High Sensitivity Measurement of Transcription Factor-DNA Binding Affinities by Competitive Titration Using Fluorescence Microscopy

Published on: February 7, 2019

9.2K

Combining Physics-Based Protein-DNA Energetics with Machine Learning to Predict Interpretable Transcription

Carmen Al Masri1, Jin Yu2

  • 1Department of Physics and Astronomy, University of California, Irvine, California 92697, United States.

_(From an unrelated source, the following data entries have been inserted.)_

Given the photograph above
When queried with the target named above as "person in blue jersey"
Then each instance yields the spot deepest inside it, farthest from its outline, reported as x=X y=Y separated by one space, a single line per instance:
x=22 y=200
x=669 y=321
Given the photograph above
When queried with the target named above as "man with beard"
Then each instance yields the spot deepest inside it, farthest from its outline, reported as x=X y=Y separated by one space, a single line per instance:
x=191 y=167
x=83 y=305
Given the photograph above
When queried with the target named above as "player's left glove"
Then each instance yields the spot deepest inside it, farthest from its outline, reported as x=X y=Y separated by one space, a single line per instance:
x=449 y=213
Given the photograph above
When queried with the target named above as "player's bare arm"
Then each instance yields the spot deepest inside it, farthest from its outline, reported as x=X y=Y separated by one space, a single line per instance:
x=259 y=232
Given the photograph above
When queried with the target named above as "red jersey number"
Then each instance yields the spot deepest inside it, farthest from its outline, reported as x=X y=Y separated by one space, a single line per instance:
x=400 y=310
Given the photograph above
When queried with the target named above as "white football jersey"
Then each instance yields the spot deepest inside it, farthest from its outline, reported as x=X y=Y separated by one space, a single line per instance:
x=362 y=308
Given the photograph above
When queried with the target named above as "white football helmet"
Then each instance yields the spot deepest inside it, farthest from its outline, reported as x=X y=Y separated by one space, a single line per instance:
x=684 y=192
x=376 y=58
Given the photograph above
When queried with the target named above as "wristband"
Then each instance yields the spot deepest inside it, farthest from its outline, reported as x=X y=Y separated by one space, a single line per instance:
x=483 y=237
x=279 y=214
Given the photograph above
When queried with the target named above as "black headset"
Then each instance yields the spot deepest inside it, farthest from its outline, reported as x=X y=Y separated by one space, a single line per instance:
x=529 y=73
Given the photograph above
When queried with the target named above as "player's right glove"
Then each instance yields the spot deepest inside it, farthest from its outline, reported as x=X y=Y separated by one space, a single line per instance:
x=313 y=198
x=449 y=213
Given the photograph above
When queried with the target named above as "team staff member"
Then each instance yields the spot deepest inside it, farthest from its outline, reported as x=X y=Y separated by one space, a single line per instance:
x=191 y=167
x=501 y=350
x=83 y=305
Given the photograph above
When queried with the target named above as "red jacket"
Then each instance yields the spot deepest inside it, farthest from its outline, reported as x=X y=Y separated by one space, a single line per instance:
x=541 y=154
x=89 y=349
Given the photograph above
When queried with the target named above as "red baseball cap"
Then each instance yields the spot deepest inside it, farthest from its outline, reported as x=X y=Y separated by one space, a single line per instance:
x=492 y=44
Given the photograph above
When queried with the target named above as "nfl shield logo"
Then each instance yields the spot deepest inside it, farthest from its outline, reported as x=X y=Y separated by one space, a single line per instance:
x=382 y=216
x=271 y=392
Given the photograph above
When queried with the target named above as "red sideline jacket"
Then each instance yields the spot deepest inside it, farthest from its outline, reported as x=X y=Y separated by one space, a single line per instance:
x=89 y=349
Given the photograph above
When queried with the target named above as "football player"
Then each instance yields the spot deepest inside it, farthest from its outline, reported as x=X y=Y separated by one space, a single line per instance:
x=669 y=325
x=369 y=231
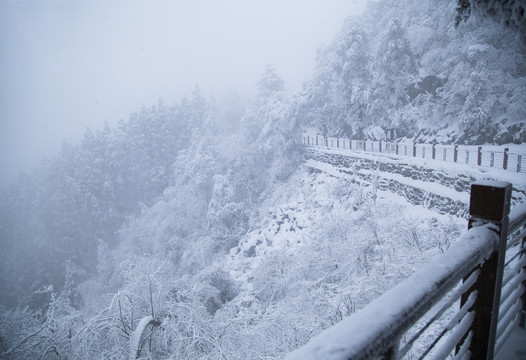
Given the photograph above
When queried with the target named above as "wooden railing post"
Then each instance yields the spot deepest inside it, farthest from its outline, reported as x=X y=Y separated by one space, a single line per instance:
x=523 y=297
x=489 y=203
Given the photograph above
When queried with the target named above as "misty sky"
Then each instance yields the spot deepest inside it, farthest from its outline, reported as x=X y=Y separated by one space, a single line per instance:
x=66 y=65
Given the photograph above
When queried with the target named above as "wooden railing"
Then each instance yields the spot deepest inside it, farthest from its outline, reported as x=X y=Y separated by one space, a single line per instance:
x=486 y=156
x=464 y=303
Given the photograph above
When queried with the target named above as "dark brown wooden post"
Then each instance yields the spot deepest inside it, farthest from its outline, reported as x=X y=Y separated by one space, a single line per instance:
x=489 y=203
x=523 y=297
x=505 y=160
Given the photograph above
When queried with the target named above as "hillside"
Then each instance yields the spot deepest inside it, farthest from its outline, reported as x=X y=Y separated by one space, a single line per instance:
x=204 y=229
x=403 y=71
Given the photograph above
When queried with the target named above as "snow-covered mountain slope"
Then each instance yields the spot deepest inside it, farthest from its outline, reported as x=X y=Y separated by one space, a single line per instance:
x=443 y=187
x=348 y=237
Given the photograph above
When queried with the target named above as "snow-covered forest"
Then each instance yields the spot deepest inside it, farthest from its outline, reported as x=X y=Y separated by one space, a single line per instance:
x=196 y=230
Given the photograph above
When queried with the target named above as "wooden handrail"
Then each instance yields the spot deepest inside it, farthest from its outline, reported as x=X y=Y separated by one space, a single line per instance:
x=476 y=257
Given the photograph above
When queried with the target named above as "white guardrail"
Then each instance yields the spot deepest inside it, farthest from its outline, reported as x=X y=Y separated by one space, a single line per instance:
x=485 y=156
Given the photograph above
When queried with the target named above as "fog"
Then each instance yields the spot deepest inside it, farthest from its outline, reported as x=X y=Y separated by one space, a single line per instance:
x=68 y=65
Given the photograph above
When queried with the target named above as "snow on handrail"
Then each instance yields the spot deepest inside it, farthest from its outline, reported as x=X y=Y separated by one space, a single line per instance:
x=373 y=330
x=484 y=156
x=376 y=330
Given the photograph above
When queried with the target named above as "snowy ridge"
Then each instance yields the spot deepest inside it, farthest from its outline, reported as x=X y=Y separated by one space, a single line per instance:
x=442 y=187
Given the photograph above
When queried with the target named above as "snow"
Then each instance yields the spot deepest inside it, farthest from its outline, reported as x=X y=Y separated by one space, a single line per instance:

Journal of Chemical Information and Modeling
|October 24, 2025
PubMed
Summary
This summary is machine-generated.

This study combines physics-based simulations and machine learning to predict how transcription factors bind to DNA. The new method accurately predicts binding affinities, offering insights into gene regulation and disease mechanisms.

More Related Videos

Structure-Based Simulation and Sampling of Transcription Factor Protein Movements along DNA from Atomic-Scale Stepping to Coarse-Grained Diffusion
09:17

Structure-Based Simulation and Sampling of Transcription Factor Protein Movements along DNA from Atomic-Scale Stepping to Coarse-Grained Diffusion

Published on: March 1, 2022

3.5K
Screening for Functional Non-coding Genetic Variants Using Electrophoretic Mobility Shift Assay EMSA and DNA-affinity Precipitation Assay DAPA
11:35

Screening for Functional Non-coding Genetic Variants Using Electrophoretic Mobility Shift Assay EMSA and DNA-affinity Precipitation Assay DAPA

Published on: August 21, 2016

13.4K

Related Experiment Videos

Last Updated: Jan 14, 2026

High Sensitivity Measurement of Transcription Factor-DNA Binding Affinities by Competitive Titration Using Fluorescence Microscopy
06:38

High Sensitivity Measurement of Transcription Factor-DNA Binding Affinities by Competitive Titration Using Fluorescence Microscopy

Published on: February 7, 2019

9.2K
Structure-Based Simulation and Sampling of Transcription Factor Protein Movements along DNA from Atomic-Scale Stepping to Coarse-Grained Diffusion
09:17

Structure-Based Simulation and Sampling of Transcription Factor Protein Movements along DNA from Atomic-Scale Stepping to Coarse-Grained Diffusion

Published on: March 1, 2022

3.5K
Screening for Functional Non-coding Genetic Variants Using Electrophoretic Mobility Shift Assay EMSA and DNA-affinity Precipitation Assay DAPA
11:35

Screening for Functional Non-coding Genetic Variants Using Electrophoretic Mobility Shift Assay EMSA and DNA-affinity Precipitation Assay DAPA

Published on: August 21, 2016

13.4K

Area of Science:

  • Computational biology
  • Biophysics
  • Genomics

Background:

  • Transcription factors (TFs) regulate gene expression by binding to specific DNA sequences.
  • Alterations in TF-DNA binding affinity and specificity are linked to diseases like cancer and developmental disorders.
  • Accurate prediction of TF-DNA interactions is crucial for understanding gene regulation and disease.

Purpose of the Study:

  • To develop a computational framework integrating physics-based simulations and machine learning (ML) for predicting protein-DNA binding affinities and specificities.
  • To enhance the accuracy and interpretability of TF-DNA binding predictions.
  • To investigate the key molecular determinants of TF-DNA binding affinity and specificity.

Main Methods:

  • Combined all-atom molecular dynamics (MD) simulations and Molecular Mechanics-Generalized Born Surface Area (MMGBSA) calculations.
  • Employed machine learning models (neural networks, random forests, support vector machines) for prediction.
  • Utilized high-quality experimental data from genomic-context protein-binding microarrays (gcPBM) for model training and validation.

Main Results:

  • Achieved a Pearson correlation of approximately 0.73 and a mean absolute error of 0.4 in predicting DNA binding affinities, outperforming conventional MMGBSA.
  • Identified TF-DNA interfacial complementarity and hydrophobic interactions as key determinants of binding.
  • Highlighted the need for further physical characterization of TF-DNA interfacial hydrogen bonding for sequence dependency.

Conclusions:

  • The developed physics-informed ML framework offers a powerful approach for accurate and interpretable prediction of protein-DNA interactions.
  • This method has the potential for scalable prediction of TF-DNA binding, advancing our understanding of gene regulation and disease.
  • The findings pave the way for improved diagnostics and therapeutics targeting TF-DNA interactions.